Am Ende des Kreises. In der frühen Nachmittagsstunde sind Führich und Undav überraschend nicht auf der Bank, sondern im Fokus. Genauer gesagt auf dem Tisch im Pressezimmer bei den EURO-Viertelfinals. Der Gedanke hängt an, dass solche ohne Einsatzzeit möglicherweise nicht im besten Humor sind. Aber Führich und Undav präsentieren ein anderes Bild, über alles hinweg über Gespensterwürstchen (keiner von ihnen mag es), dem Rasen in Frankfurts Stadion (Führich nicht gerne, Undav gleichgültig), und ihren Ersatzrollen (beide finden es akzeptabel). "Es ist anders anfühlen, weil wir das Jahr für VfB gespielt haben", sagt Undav, "aber durch den Gespräch mit dem Nationaltrainer hat jeder seine Rolle akzeptiert und sich der Mannschaft angepasst."

Und, als ob er schon ein Vorabexemplar von dem Basketballnationaltrainer-Buch hätte, fortsetzt er. "Bei solchem Turnier ist es nicht nur wichtig, die ersten elf Spieler zu sein, sondern auch, dass die Mannschaft funktioniert", sagt Undav. Denn: "Wenn man drei, vier Menschen hat, die verärgert sind, dass sie nicht spielen, kann eine Mannschaft leicht auseinanderfallen. Das ist der Grund, warum ich es akzeptiere. Jeder gibt sein Bestes, und wenn die Chance kommt, müssen wir da sein."

Nagelsmann schätzt, dass die zweite Reihe überraschend zufrieden ist. "Wenn man sich die Vergangenheit mit VfB in einem Jahr betrachtet und wo wir jetzt sind: Das ist etwas Sonderbares, und für jede Minute, die wir auf dem Platz stehen können, sind wir glücklich", sagt Führich, symbolisch für den Wiederaufstieg von Stuttgart und mit seinen schnellen Dribblings auch auf den Wunschlisten von BVB und FC Bayern. Undav hingegen nahm die Straße durch unterklassige Vereine zur Profifußballkarriere. Irgendwann entdeckten die Statistiknerds von Union St. Giloises ihn. Es führte ihn zunächst nach Brighton, dann auf Leihbasis zum Vizemeister. Was danach geschieht, ist noch unklar für beide. Er legte 290 Anträge auf, um in Cannstatt zu bleiben, offenbart Undav.

Das Teamgefühl der Mitarbeiter mit den Journalisten zeigt an, dass Nagelsmanns Spielstrategie vollständig umgesetzt ist. Auswechselspieler Niclas Füllkrug und Emre Can waren in der ersten EURO-Begegnung gegen Schottland auf dem Feld, während Maximilian Beier in der Testbegegnung gegen Ukraine einen bedeutenden Einfluss hatte. Undav kommentiert: "Wir haben hervorragende Reserven auf der Bank.", und jeder weiß um die Stakes. Aber es ist offensichtlich, dass Siege mit einem Torverhältnis von 7:1 in den ersten zwei EURO-Spielen und einem 2:0-Sieg gegen Ungarn, der das DFB-Team den ersten Turnierspiel ohne Gegentor seit 2016 bedeutete, die Sache leichter machen.

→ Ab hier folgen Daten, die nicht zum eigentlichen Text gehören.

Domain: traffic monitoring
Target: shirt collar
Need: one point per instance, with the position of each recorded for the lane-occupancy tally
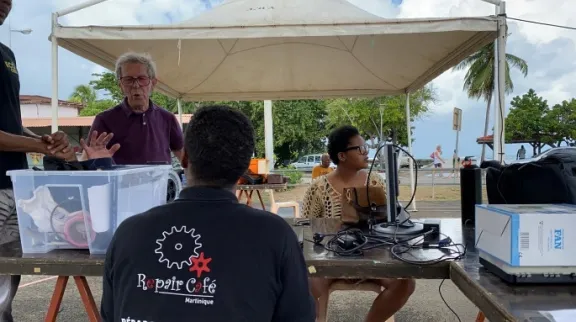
(207, 193)
(126, 108)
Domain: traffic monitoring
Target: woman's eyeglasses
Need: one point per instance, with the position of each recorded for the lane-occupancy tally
(362, 149)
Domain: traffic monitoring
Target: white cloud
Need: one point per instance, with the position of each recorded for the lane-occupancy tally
(131, 12)
(377, 7)
(549, 51)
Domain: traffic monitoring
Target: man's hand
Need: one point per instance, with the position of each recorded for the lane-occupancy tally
(97, 148)
(57, 143)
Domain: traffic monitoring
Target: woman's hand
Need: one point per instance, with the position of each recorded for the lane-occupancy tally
(97, 147)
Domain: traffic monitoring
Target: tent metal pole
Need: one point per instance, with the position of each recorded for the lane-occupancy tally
(494, 2)
(410, 161)
(179, 104)
(499, 80)
(269, 134)
(54, 100)
(502, 35)
(78, 7)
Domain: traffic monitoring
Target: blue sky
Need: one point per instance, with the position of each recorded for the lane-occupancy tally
(548, 51)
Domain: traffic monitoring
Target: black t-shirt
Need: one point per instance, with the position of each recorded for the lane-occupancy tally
(206, 257)
(10, 117)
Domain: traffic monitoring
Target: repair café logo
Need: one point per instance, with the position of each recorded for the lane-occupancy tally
(180, 249)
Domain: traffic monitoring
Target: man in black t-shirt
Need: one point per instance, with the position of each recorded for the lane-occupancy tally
(206, 257)
(15, 141)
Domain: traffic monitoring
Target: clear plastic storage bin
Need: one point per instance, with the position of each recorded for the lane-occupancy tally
(82, 209)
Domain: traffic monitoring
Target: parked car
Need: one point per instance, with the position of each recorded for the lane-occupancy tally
(561, 149)
(308, 162)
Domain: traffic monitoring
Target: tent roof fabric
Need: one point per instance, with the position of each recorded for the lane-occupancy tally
(279, 49)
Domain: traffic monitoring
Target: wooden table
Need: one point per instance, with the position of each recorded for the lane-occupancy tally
(62, 263)
(375, 263)
(499, 301)
(248, 190)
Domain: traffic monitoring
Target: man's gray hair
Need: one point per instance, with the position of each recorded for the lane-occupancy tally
(136, 58)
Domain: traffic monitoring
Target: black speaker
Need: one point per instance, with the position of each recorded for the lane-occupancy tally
(470, 194)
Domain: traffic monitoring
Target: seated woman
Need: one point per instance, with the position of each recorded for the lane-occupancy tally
(349, 153)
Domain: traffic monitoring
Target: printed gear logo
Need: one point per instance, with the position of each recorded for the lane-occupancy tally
(178, 246)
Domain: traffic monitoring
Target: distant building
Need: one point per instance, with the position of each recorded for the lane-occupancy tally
(35, 106)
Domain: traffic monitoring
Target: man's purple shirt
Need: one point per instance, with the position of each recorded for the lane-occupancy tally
(147, 137)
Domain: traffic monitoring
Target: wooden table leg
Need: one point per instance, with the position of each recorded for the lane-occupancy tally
(480, 317)
(249, 197)
(261, 201)
(87, 298)
(56, 300)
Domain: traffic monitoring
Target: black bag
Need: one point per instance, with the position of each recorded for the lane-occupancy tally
(550, 180)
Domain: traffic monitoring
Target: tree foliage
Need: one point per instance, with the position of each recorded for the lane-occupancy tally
(381, 117)
(479, 79)
(531, 119)
(527, 120)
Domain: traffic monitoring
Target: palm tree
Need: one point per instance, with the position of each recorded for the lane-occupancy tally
(84, 94)
(479, 80)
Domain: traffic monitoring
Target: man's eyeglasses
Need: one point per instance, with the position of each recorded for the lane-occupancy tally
(129, 81)
(362, 149)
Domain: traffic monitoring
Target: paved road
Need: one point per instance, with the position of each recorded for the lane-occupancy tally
(425, 178)
(425, 305)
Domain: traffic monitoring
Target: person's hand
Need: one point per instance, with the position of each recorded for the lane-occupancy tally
(57, 143)
(97, 147)
(70, 155)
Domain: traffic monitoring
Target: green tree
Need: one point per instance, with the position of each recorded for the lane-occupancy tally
(96, 107)
(479, 79)
(299, 126)
(562, 122)
(528, 120)
(382, 117)
(83, 94)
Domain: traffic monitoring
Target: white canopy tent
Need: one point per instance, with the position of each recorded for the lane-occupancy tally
(284, 49)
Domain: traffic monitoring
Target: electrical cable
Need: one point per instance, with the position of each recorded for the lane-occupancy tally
(543, 23)
(403, 224)
(446, 303)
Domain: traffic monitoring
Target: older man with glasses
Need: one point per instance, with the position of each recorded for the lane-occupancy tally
(147, 133)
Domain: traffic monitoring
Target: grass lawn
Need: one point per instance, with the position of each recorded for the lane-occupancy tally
(423, 193)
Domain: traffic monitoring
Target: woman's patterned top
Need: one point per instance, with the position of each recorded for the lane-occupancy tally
(321, 200)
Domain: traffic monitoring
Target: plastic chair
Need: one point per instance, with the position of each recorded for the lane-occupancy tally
(274, 206)
(343, 286)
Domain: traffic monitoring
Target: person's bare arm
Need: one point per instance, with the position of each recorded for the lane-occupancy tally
(19, 143)
(30, 134)
(179, 154)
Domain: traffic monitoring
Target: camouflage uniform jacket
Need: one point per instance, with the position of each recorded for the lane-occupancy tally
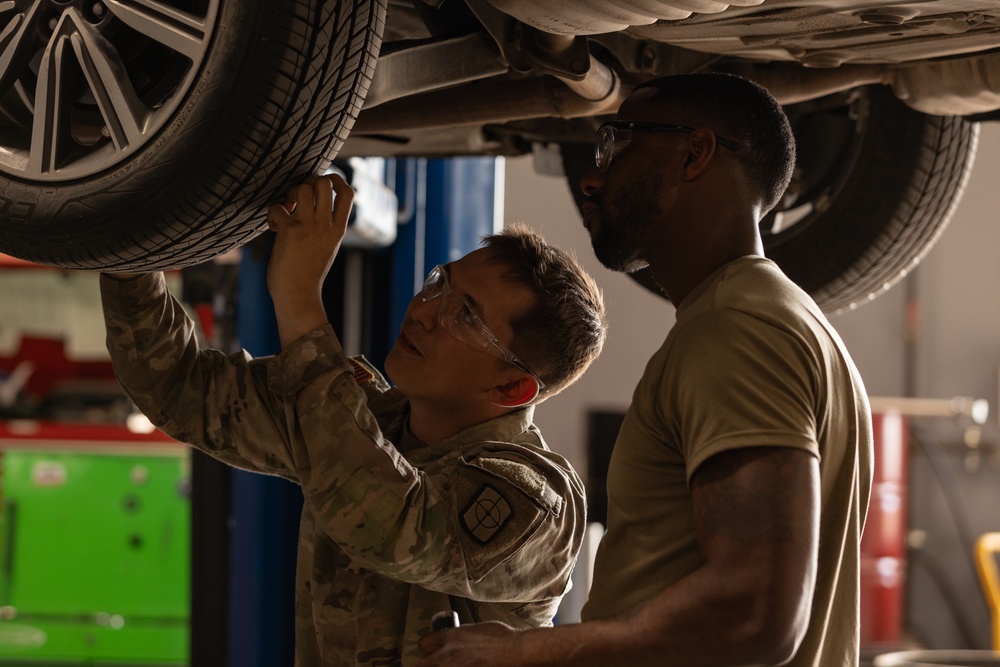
(487, 523)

Aber ist übermäßige Einigkeit schädlich für Erfolg? Wenn jeder miteinander harmoniert ohne sich gegenseitig anzutreiben? Undav beruhigt: "Der Wettkampfgeist ist noch da, aber nur während der Trainingseinheiten." Das ist, wo jeder sich bemüht, aufzuleisten und seine Fähigkeiten zu demonstrieren. "Das ist, wie Sie auf diese Ebene kommen." Führich stimmt zu: "Unser Hauptanliegen ist, bereit zu sein, wenn wir aufgerufen werden." Wenn die Notfallfall ausfällt. "Das ist der Grund, warum es so gut läuft, weil wir von der Startelf bis zum letzten Mann als einheitliches Team agieren und konzentriert bleiben." Soll alles weiter so laufen, wird das DFB-Team in Stuttgart in die K.o.-Runde. Nur dann werden sie ausgetauscht.